Les pharmaciens devront se transformer s’ils veulent atteindre leur plein potentiel en tant que fournisseurs de soins de santé primaires http://nizagara.org.

Telle était l’idée maîtresse d’un groupe de discussion APP2016 qui a décrit la pharmacie comme l’une des ressources les plus sous-utilisées de la santé moderne.

Les panélistes ont convenu que le changement pouvait être décourageant, mais il était nécessaire que les pharmaciens étendent leur offre aux vaccins et autres services.

Le panel de six personnes, incluant des visiteurs du Royaume-Uni, du Canada et des États-Unis, ainsi que des représentants de la Guilde, ont martelé le message de l’innovation, étayé par des exemples probants, des conseils et des mises en garde.

Pam Price, l’exécutif de la Guilde en charge de la transformation, a donné l’exemple de Kodak comme une entreprise énorme qui s’est effondrée parce qu’elle n’a pas bougé avec le changement de marché. Elle a averti les pharmaciens d’éviter le moment Kodak proverbial.

Elle a dit que la plupart des patients seraient prêts à payer plus pour un service s’il y a une proposition de valeur convaincante. Mais les pharmaciens devaient être en mesure de montrer cette valeur.

Mais le changement n’a pas besoin d’être intimidant et pourrait commencer avec des étapes de bébé, elle a dit.

Carlo Berardi, président de l’Association des pharmaciens du Canada, a déclaré: «Les jours de distribution d’ordonnances comme les hamburgers sont faits».

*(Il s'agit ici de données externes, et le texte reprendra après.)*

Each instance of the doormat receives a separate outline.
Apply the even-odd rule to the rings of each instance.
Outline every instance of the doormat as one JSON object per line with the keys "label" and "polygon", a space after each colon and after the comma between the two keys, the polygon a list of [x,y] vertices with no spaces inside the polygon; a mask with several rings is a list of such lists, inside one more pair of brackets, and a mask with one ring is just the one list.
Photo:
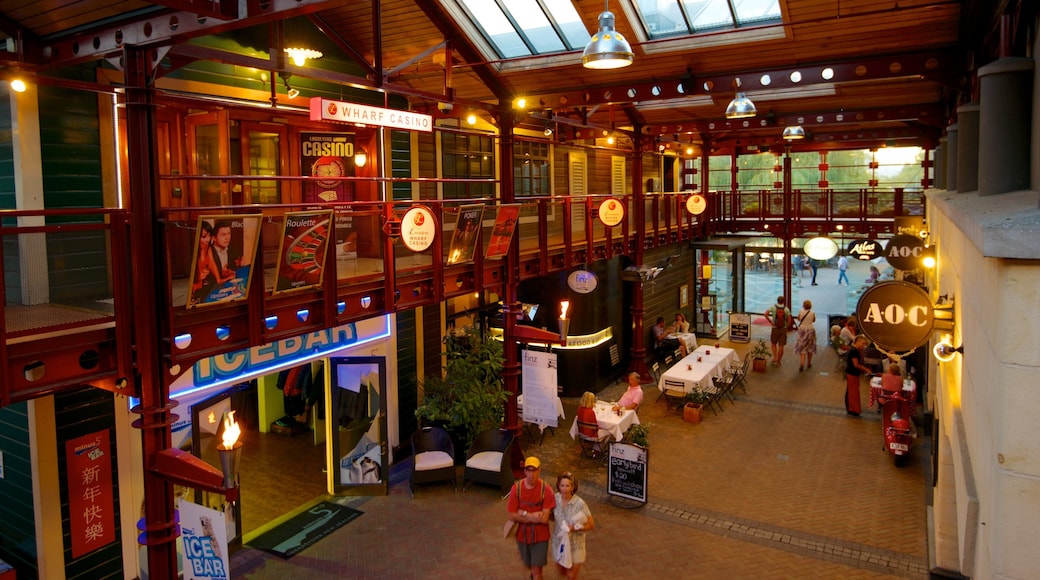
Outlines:
{"label": "doormat", "polygon": [[258,535],[246,546],[291,558],[362,513],[353,507],[323,501]]}

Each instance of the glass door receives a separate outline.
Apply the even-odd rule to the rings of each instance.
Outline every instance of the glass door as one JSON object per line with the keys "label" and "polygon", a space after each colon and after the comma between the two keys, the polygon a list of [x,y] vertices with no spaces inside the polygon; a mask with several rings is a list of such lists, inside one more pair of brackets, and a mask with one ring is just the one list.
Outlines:
{"label": "glass door", "polygon": [[[188,133],[189,172],[193,176],[227,176],[229,161],[230,133],[227,111],[215,111],[188,115],[184,120]],[[231,205],[231,192],[227,180],[192,180],[188,182],[191,191],[190,206],[218,207]]]}

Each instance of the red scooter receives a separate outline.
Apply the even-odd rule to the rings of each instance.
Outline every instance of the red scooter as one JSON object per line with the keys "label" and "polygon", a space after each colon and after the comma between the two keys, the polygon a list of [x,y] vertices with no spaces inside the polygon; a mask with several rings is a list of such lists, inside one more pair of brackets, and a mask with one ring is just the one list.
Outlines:
{"label": "red scooter", "polygon": [[913,421],[913,392],[886,392],[881,396],[881,428],[885,450],[891,453],[895,467],[903,467],[910,457],[910,448],[917,437]]}

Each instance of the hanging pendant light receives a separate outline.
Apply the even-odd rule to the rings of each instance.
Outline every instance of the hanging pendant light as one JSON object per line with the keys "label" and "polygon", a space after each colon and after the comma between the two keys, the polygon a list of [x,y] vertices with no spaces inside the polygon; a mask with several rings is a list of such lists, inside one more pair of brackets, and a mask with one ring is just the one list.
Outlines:
{"label": "hanging pendant light", "polygon": [[593,34],[581,54],[581,64],[586,69],[620,69],[632,63],[632,47],[614,28],[614,12],[608,9],[608,2],[603,1],[599,31]]}
{"label": "hanging pendant light", "polygon": [[737,93],[736,97],[729,102],[729,106],[726,107],[726,118],[747,118],[756,114],[758,114],[758,110],[755,109],[755,104],[744,93]]}
{"label": "hanging pendant light", "polygon": [[805,138],[805,129],[801,125],[788,125],[783,128],[783,139],[785,141],[797,141]]}

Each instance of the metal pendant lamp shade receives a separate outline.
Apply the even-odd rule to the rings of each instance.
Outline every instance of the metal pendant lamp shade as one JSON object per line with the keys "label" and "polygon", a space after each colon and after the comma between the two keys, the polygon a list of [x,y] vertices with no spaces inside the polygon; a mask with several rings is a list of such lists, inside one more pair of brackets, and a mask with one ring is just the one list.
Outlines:
{"label": "metal pendant lamp shade", "polygon": [[783,128],[783,138],[787,141],[796,141],[805,138],[805,129],[801,125],[789,125]]}
{"label": "metal pendant lamp shade", "polygon": [[614,29],[614,12],[605,9],[599,15],[599,32],[593,35],[581,54],[586,69],[620,69],[632,63],[632,47]]}
{"label": "metal pendant lamp shade", "polygon": [[737,93],[736,98],[726,107],[726,118],[747,118],[756,114],[758,110],[755,109],[755,104],[744,93]]}

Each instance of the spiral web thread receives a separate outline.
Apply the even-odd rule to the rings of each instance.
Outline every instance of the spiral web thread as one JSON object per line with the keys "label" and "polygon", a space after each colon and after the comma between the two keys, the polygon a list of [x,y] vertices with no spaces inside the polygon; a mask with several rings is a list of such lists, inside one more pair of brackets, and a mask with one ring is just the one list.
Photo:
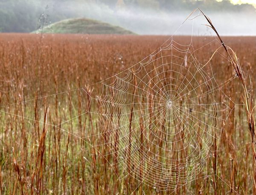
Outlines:
{"label": "spiral web thread", "polygon": [[[118,175],[121,183],[132,178],[138,186],[144,184],[172,192],[207,174],[206,165],[212,146],[218,143],[236,105],[224,89],[236,76],[224,81],[216,78],[212,60],[229,60],[218,52],[220,44],[215,38],[197,49],[192,43],[192,39],[188,44],[180,44],[172,36],[137,64],[88,87],[73,90],[81,91],[84,98],[89,97],[90,109],[60,123],[61,129],[98,151],[107,147],[101,153],[114,170],[122,170]],[[212,44],[216,50],[200,62],[197,52]],[[101,91],[90,92],[88,89],[96,85]],[[68,122],[88,113],[99,124],[99,132],[81,137],[65,128]],[[60,128],[60,124],[49,124]]]}

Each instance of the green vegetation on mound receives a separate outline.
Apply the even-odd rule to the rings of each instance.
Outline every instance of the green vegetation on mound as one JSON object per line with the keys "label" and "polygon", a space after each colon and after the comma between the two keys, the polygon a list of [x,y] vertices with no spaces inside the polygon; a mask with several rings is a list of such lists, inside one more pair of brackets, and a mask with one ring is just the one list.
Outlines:
{"label": "green vegetation on mound", "polygon": [[[41,33],[42,29],[33,32]],[[44,33],[120,34],[134,33],[120,26],[94,20],[75,18],[54,23],[43,29]]]}

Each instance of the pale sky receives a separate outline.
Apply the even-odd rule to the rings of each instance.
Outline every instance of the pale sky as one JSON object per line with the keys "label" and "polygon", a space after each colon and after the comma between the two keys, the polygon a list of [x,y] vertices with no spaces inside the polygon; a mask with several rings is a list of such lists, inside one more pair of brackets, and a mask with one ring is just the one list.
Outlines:
{"label": "pale sky", "polygon": [[[222,0],[216,0],[218,1],[222,1]],[[249,3],[252,4],[256,8],[256,0],[230,0],[234,4],[241,4],[242,3]]]}

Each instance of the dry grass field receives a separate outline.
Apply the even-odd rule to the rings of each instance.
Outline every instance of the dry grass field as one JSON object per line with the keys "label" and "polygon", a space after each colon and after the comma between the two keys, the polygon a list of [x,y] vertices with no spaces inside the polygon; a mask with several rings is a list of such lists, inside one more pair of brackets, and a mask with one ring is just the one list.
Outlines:
{"label": "dry grass field", "polygon": [[[226,95],[218,91],[208,92],[205,99],[194,100],[201,103],[204,101],[204,106],[189,107],[188,112],[174,109],[172,112],[165,109],[167,111],[163,114],[160,112],[162,106],[156,103],[162,100],[164,95],[162,90],[178,91],[176,87],[183,87],[193,95],[193,93],[203,93],[209,89],[210,84],[197,76],[199,71],[195,67],[190,71],[195,73],[195,78],[192,74],[184,76],[186,66],[192,63],[189,64],[191,61],[182,53],[183,50],[163,49],[161,52],[171,52],[172,55],[160,58],[163,59],[162,63],[158,61],[157,54],[152,57],[155,57],[155,63],[145,65],[144,69],[141,70],[139,65],[128,69],[128,72],[138,77],[135,79],[137,76],[133,76],[125,93],[120,87],[126,86],[116,77],[100,82],[140,61],[168,38],[0,34],[0,195],[252,194],[252,140],[244,94],[238,78],[233,77],[235,72],[224,51],[216,53],[211,59],[211,66],[202,69],[206,73],[205,77],[209,77],[212,81],[212,75],[216,83],[223,83],[233,78],[221,87]],[[195,52],[195,61],[204,64],[216,50],[218,41],[209,37],[193,39],[194,49],[205,46]],[[254,95],[256,38],[223,39],[239,58],[249,93]],[[190,37],[177,36],[174,40],[174,46],[185,50],[186,46],[177,43],[186,45]],[[176,57],[171,58],[173,56]],[[184,63],[184,59],[188,65]],[[166,66],[169,68],[163,72],[157,66],[165,60],[167,65],[172,61],[174,65]],[[179,65],[178,69],[175,69],[175,64]],[[127,76],[125,71],[119,77]],[[151,79],[141,79],[145,77],[145,72]],[[169,85],[173,81],[166,78],[179,75],[183,75],[183,81],[175,86]],[[249,85],[249,75],[251,86]],[[199,89],[195,87],[197,83],[208,84]],[[161,85],[163,89],[161,90]],[[217,88],[210,88],[212,89]],[[182,91],[179,94],[181,97]],[[120,97],[122,99],[118,99]],[[226,101],[228,97],[232,100],[228,103]],[[120,103],[123,99],[125,103]],[[185,105],[182,99],[177,106]],[[192,102],[186,101],[186,105]],[[212,106],[219,102],[226,103],[225,105],[232,110],[230,114],[228,109],[222,110],[222,106]],[[167,107],[171,111],[175,102],[168,102]],[[120,108],[120,105],[125,105],[125,108]],[[213,115],[202,116],[201,113],[212,112],[212,106],[215,108],[212,110]],[[125,114],[122,114],[123,110],[127,111]],[[177,124],[176,120],[166,119],[166,115],[172,118],[180,116],[181,113],[188,113],[190,118],[181,118]],[[223,125],[221,119],[226,118]],[[184,120],[187,123],[183,123]],[[212,120],[216,120],[214,125]],[[119,129],[122,124],[123,130],[110,132],[110,129]],[[205,130],[213,126],[214,130],[209,129],[210,132]],[[182,129],[178,135],[168,131],[172,126],[175,131]],[[219,128],[221,132],[218,132],[216,129]],[[195,129],[198,130],[193,133]],[[120,138],[122,135],[118,132],[126,131],[128,137],[123,135],[125,138]],[[193,138],[192,141],[184,139],[188,135],[186,132],[189,133],[189,138]],[[100,133],[101,136],[91,136]],[[198,134],[201,136],[197,136]],[[208,134],[210,143],[206,143]],[[192,141],[198,143],[199,152],[192,151]],[[195,160],[193,155],[205,154],[205,147],[208,150],[205,149],[207,151],[200,156],[200,161],[200,161],[187,165],[188,161]],[[184,158],[186,155],[188,157]],[[180,166],[184,163],[187,169],[183,171],[185,168]],[[150,169],[150,165],[153,165]],[[203,167],[197,172],[201,165]],[[161,173],[158,176],[160,167]],[[196,180],[193,179],[192,172],[188,173],[191,170],[195,171]],[[179,179],[186,175],[191,178],[186,178],[186,181]],[[172,180],[166,179],[170,175]]]}

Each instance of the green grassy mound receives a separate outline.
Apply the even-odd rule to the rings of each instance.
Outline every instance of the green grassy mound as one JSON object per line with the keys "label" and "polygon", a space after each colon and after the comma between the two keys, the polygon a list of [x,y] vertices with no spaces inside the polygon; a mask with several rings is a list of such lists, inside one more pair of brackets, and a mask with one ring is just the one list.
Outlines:
{"label": "green grassy mound", "polygon": [[[33,33],[41,33],[42,29]],[[65,20],[45,26],[44,33],[131,34],[134,33],[120,26],[86,18]]]}

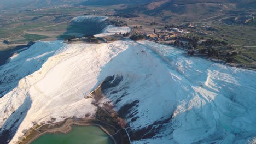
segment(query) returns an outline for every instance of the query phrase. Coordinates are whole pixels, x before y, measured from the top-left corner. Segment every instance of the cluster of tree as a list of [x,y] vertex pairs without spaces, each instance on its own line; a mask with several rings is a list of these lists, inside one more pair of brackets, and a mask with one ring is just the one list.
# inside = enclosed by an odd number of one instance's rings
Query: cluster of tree
[[192,51],[188,51],[188,54],[193,56],[195,54],[195,51],[193,50]]
[[[176,37],[177,38],[177,37]],[[176,40],[174,41],[174,45],[181,45],[181,46],[184,45],[184,43],[182,41],[179,41],[179,40]]]
[[127,23],[124,23],[124,22],[119,20],[111,20],[110,21],[111,25],[115,25],[118,27],[123,27],[127,26]]
[[131,34],[131,33],[130,33],[130,32],[127,32],[127,33],[124,33],[124,34],[123,34],[123,36],[124,36],[124,37],[127,37],[127,36],[129,36],[130,34]]
[[164,27],[165,29],[170,29],[170,28],[179,28],[179,26],[176,26],[173,24],[170,25],[166,25],[166,26],[165,26]]
[[142,39],[144,39],[145,37],[143,35],[139,34],[138,35],[132,35],[130,37],[130,39],[133,40],[139,40]]
[[217,44],[224,46],[228,45],[228,43],[225,41],[219,41],[217,39],[207,39],[206,41],[203,41],[205,45],[212,46]]
[[156,23],[154,22],[151,22],[150,25],[155,25]]
[[139,16],[133,14],[124,14],[124,13],[118,13],[114,15],[114,16],[120,16],[125,18],[136,17]]

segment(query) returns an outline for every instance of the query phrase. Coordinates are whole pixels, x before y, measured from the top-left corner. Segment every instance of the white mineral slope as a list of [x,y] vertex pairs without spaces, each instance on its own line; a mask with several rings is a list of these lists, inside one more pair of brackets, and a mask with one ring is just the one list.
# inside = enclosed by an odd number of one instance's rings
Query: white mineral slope
[[96,34],[94,36],[97,37],[106,37],[108,35],[113,35],[115,33],[119,34],[121,33],[122,34],[124,33],[131,32],[131,28],[128,27],[118,27],[113,25],[109,25],[105,27],[101,33]]
[[18,127],[15,143],[35,122],[93,115],[84,96],[115,75],[123,80],[102,102],[117,111],[133,104],[124,112],[133,143],[255,142],[256,73],[183,53],[147,41],[39,42],[0,67],[2,76],[16,80],[3,85],[13,86],[0,99],[1,130]]
[[[167,139],[179,143],[255,143],[255,71],[187,57],[183,50],[164,45],[140,43],[167,62],[180,86],[169,129],[155,136],[161,138],[153,139],[155,142],[170,143]],[[154,143],[152,139],[145,141]]]
[[[50,44],[48,43],[40,43]],[[32,47],[30,51],[23,52],[23,55],[27,56],[23,58],[25,61],[32,61],[34,63],[40,61],[42,57],[30,56],[31,53],[35,52],[34,51],[43,50],[43,47],[37,47],[38,45],[37,44]],[[24,111],[20,110],[24,107],[22,104],[26,103],[25,105],[31,105],[28,107],[26,107],[28,110],[22,123],[20,125],[16,125],[19,128],[11,143],[16,142],[18,138],[22,135],[22,131],[31,128],[35,122],[40,124],[50,120],[51,118],[56,118],[56,122],[63,121],[66,117],[84,117],[87,113],[94,115],[96,107],[91,104],[92,100],[84,99],[84,96],[87,95],[109,75],[122,74],[133,81],[141,76],[152,77],[149,75],[152,74],[150,71],[154,66],[155,67],[154,72],[155,78],[150,81],[154,84],[152,87],[158,87],[160,89],[159,89],[160,92],[153,89],[151,92],[155,91],[155,94],[160,93],[164,94],[167,91],[163,91],[165,87],[160,87],[159,83],[170,85],[174,82],[171,79],[166,79],[166,77],[164,76],[168,75],[168,73],[164,70],[164,66],[155,61],[150,55],[141,52],[141,49],[137,49],[138,44],[135,43],[118,41],[110,44],[62,45],[61,47],[53,48],[54,50],[50,51],[54,55],[45,61],[40,69],[21,79],[16,87],[0,99],[0,115],[3,116],[0,119],[2,130],[8,129],[13,124],[9,123],[11,121],[9,118],[14,118],[14,121],[17,119],[18,116],[11,116],[13,113]],[[45,53],[48,52],[45,51]],[[41,54],[40,56],[45,55]],[[118,58],[114,61],[117,55],[119,56]],[[125,58],[123,59],[124,57]],[[18,55],[11,60],[10,64],[11,61],[19,58]],[[131,63],[127,63],[128,59],[130,58],[132,59]],[[8,67],[8,64],[6,64],[5,67]],[[15,64],[18,65],[19,62],[16,62]],[[112,66],[106,67],[109,64]],[[30,65],[25,65],[24,67],[28,68]],[[156,76],[161,71],[162,71],[161,73],[163,76],[160,79]],[[17,71],[16,73],[17,75],[19,73]],[[137,85],[147,86],[145,85],[147,83],[147,79],[142,82],[145,84]],[[168,92],[170,93],[175,91],[174,87],[169,88]],[[149,94],[150,92],[144,94]],[[153,105],[153,97],[150,97],[148,100],[152,101]],[[171,109],[174,105],[172,103],[174,103],[174,98],[170,97],[168,99],[170,101]],[[31,104],[27,104],[30,103]],[[146,109],[147,107],[146,105],[144,106]],[[158,110],[160,110],[159,109],[161,109],[161,107],[158,108],[156,105],[151,107],[150,110],[151,112],[156,113]],[[15,112],[13,113],[14,111]],[[148,114],[148,112],[149,111]],[[147,121],[152,122],[160,118],[164,113],[165,112],[163,111],[162,113],[156,114],[155,117],[149,117],[149,115],[145,117],[148,117]],[[146,117],[145,119],[147,119]],[[9,118],[7,119],[9,119],[8,123],[6,122],[7,118]]]

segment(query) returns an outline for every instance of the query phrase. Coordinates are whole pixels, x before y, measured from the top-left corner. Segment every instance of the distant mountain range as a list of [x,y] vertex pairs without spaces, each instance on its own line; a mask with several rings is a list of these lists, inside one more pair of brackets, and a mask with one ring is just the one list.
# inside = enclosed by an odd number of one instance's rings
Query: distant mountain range
[[[217,12],[234,8],[255,8],[255,0],[1,0],[0,4],[29,5],[36,7],[50,6],[88,5],[109,6],[125,4],[123,13],[154,14],[163,11],[177,14]],[[225,5],[226,4],[226,5]],[[228,4],[228,5],[226,5]]]

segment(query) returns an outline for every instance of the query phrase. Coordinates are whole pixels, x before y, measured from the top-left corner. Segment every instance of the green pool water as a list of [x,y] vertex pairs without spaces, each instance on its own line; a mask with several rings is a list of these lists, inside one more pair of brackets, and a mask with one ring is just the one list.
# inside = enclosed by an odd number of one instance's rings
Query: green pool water
[[33,141],[32,144],[112,144],[112,140],[96,126],[73,126],[67,134],[47,134]]

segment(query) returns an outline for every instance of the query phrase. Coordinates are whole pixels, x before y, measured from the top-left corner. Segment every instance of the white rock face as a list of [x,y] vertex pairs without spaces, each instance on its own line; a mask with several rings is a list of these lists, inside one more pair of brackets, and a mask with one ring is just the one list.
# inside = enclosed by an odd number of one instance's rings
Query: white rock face
[[148,41],[38,42],[0,67],[1,131],[17,128],[15,143],[34,123],[92,116],[84,96],[115,75],[123,80],[105,100],[117,111],[135,104],[129,130],[147,130],[133,143],[255,142],[256,72],[184,53]]
[[95,35],[97,37],[106,37],[108,35],[113,35],[115,33],[119,34],[121,33],[122,34],[124,33],[131,32],[131,28],[128,27],[118,27],[113,25],[107,26],[104,28],[100,34]]

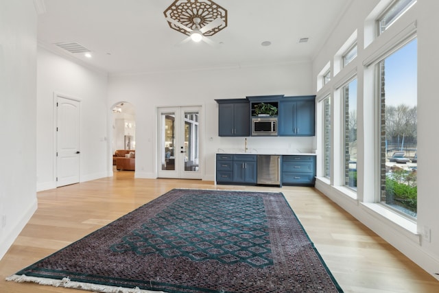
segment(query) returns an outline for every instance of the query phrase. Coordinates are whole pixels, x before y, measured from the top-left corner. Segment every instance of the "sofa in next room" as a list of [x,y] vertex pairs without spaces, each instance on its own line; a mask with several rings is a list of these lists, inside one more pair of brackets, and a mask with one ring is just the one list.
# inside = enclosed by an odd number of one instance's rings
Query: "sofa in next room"
[[134,150],[117,150],[112,156],[112,165],[117,170],[135,171],[136,151]]

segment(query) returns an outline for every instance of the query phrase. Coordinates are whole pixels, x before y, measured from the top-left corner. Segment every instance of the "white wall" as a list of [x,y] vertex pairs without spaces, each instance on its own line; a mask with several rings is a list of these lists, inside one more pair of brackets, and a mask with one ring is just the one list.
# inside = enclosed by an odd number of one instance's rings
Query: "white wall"
[[[109,175],[107,75],[38,48],[37,190],[56,187],[54,93],[80,99],[81,182]],[[111,117],[110,117],[111,118]]]
[[[202,106],[201,148],[202,178],[215,178],[215,154],[218,148],[244,148],[243,137],[218,137],[215,99],[245,98],[265,95],[312,95],[309,62],[252,67],[233,67],[190,72],[160,72],[109,78],[108,109],[126,101],[136,109],[136,173],[138,178],[156,177],[157,107]],[[248,147],[312,148],[313,138],[251,137]]]
[[[439,101],[436,98],[437,68],[439,66],[439,37],[437,32],[439,22],[437,12],[439,1],[418,1],[415,6],[404,14],[398,22],[392,25],[379,40],[368,45],[365,38],[365,20],[376,5],[390,3],[390,0],[353,1],[346,15],[329,36],[327,43],[316,57],[313,64],[313,79],[316,87],[316,76],[329,61],[333,62],[333,56],[344,42],[357,29],[358,34],[358,56],[350,64],[346,71],[356,71],[358,79],[358,139],[359,157],[357,169],[359,177],[357,198],[354,200],[340,191],[331,186],[324,180],[318,180],[316,187],[330,198],[336,202],[353,215],[361,221],[384,239],[411,258],[425,270],[439,279],[435,274],[439,272],[439,221],[438,209],[439,197],[437,192],[438,167],[439,157],[436,156],[439,139],[434,129],[434,117],[437,116]],[[363,62],[372,55],[377,55],[382,48],[392,43],[394,36],[404,31],[412,23],[417,23],[418,36],[418,218],[416,224],[407,224],[401,218],[390,215],[384,217],[383,213],[377,213],[377,205],[362,204],[373,198],[373,183],[375,170],[373,164],[367,162],[375,160],[374,149],[377,148],[373,139],[375,126],[370,114],[374,106],[370,100],[374,93],[370,90],[374,82],[373,69],[363,66]],[[367,26],[366,26],[367,27]],[[378,55],[377,55],[378,56]],[[346,72],[333,77],[331,83],[318,92],[318,98],[333,93],[335,85],[346,76]],[[364,82],[364,80],[365,80]],[[337,96],[333,97],[334,99]],[[369,117],[369,118],[368,118]],[[337,117],[334,117],[337,119]],[[390,218],[393,218],[393,220]],[[397,224],[395,220],[399,220]],[[405,227],[413,226],[410,230]],[[424,226],[431,228],[431,242],[422,237]]]
[[36,209],[36,12],[0,1],[0,258]]

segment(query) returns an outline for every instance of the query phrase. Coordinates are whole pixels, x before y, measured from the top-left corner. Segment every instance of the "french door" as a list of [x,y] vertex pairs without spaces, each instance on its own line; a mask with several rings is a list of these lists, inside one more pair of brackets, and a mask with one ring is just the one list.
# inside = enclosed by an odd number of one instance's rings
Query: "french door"
[[201,179],[200,112],[200,106],[158,108],[158,177]]

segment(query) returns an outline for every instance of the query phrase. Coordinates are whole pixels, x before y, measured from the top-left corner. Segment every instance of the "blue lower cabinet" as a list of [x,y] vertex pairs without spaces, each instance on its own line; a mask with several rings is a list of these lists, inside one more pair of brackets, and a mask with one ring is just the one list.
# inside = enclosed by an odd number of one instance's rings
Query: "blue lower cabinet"
[[218,184],[256,185],[257,171],[254,154],[217,154]]
[[[256,154],[217,154],[217,184],[256,185]],[[316,156],[282,156],[281,185],[314,186]]]
[[217,183],[233,182],[233,155],[217,154]]
[[282,156],[282,184],[314,186],[316,156]]

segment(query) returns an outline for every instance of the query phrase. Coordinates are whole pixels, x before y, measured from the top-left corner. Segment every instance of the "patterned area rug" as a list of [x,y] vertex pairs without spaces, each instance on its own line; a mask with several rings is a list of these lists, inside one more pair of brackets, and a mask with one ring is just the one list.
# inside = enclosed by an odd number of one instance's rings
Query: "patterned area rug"
[[173,189],[7,279],[102,292],[342,292],[281,193]]

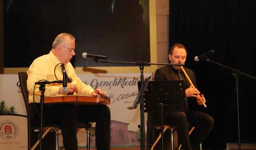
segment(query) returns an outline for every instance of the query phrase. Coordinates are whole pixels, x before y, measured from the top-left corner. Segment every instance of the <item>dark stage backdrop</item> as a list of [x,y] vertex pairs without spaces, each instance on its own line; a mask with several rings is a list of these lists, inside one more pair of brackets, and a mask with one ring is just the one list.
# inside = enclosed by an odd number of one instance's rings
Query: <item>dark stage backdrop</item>
[[29,67],[62,32],[76,39],[74,66],[124,66],[96,64],[82,58],[84,52],[107,56],[108,61],[150,62],[148,5],[146,0],[4,0],[4,67]]
[[[238,142],[235,80],[232,72],[194,58],[212,50],[209,58],[256,76],[256,2],[254,0],[170,0],[170,45],[188,49],[186,66],[195,71],[198,89],[205,94],[215,125],[203,143],[204,149],[224,149]],[[242,143],[256,142],[256,80],[239,77],[240,133]]]

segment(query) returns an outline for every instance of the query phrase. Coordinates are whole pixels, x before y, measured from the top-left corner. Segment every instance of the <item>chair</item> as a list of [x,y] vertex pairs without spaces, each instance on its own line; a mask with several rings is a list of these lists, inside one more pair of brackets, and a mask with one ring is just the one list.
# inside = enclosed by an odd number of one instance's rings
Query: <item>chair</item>
[[[190,125],[189,125],[189,126],[190,126]],[[157,128],[157,129],[161,129],[161,126],[156,126],[156,127],[155,127],[155,128]],[[174,134],[174,130],[175,130],[176,129],[176,127],[175,126],[172,126],[172,125],[165,125],[164,126],[164,133],[165,132],[165,131],[167,129],[170,129],[170,130],[171,131],[171,145],[172,145],[172,150],[173,150],[174,149],[174,137],[173,137],[173,134]],[[191,133],[191,132],[192,132],[193,131],[193,130],[194,130],[194,129],[195,128],[194,127],[192,127],[190,129],[190,130],[189,130],[189,134],[190,135],[190,134]],[[156,139],[156,141],[154,142],[154,144],[153,144],[153,145],[151,147],[151,148],[150,149],[151,150],[153,150],[154,149],[154,148],[155,147],[155,146],[156,146],[156,144],[157,144],[157,143],[159,141],[159,140],[160,140],[160,139],[162,137],[162,133],[160,133],[160,134],[159,134],[159,135],[158,136],[158,137]],[[180,150],[180,148],[181,148],[181,146],[182,145],[181,144],[180,144],[180,145],[179,145],[178,146],[178,150]],[[200,144],[200,145],[199,146],[199,150],[202,150],[202,143]]]
[[[32,110],[30,109],[28,104],[28,91],[27,88],[27,80],[28,75],[26,72],[20,72],[18,73],[19,80],[20,81],[20,89],[23,97],[23,99],[26,106],[27,112],[27,118],[28,121],[28,149],[34,150],[39,143],[38,140],[34,144],[34,146],[31,147],[32,138],[31,135],[32,132],[40,132],[40,126],[34,126],[32,124],[32,118],[30,114]],[[40,124],[40,123],[38,123]],[[80,123],[78,124],[78,132],[82,128],[85,129],[87,133],[87,150],[90,150],[90,133],[88,128],[91,127],[91,124],[88,122]],[[55,147],[56,150],[58,150],[58,130],[60,129],[60,126],[58,124],[50,124],[48,126],[43,127],[44,133],[42,135],[42,138],[44,138],[46,135],[50,131],[53,131],[55,133]],[[63,149],[62,148],[61,149]]]

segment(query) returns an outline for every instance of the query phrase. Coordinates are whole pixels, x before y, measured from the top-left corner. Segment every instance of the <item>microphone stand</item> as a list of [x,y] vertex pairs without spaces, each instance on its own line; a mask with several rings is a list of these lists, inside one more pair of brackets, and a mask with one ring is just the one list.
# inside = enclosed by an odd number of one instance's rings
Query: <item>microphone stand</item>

Il a déclaré que les pharmaciens devaient envisager d’élargir leur champ d’exercice afin d’offrir «un résultat de santé complet plutôt qu’une simple prescription».

Mais il a dit qu’il y en avait beaucoup qui avaient du mal à changer et avaient peur du processus. Mais la rééducation pour étendre et ajouter plus de services est allée au-delà de l’économie.

«Ce qui est important dans le champ d’application élargi, c’est qu’il est incroyablement gratifiant», a-t-il déclaré.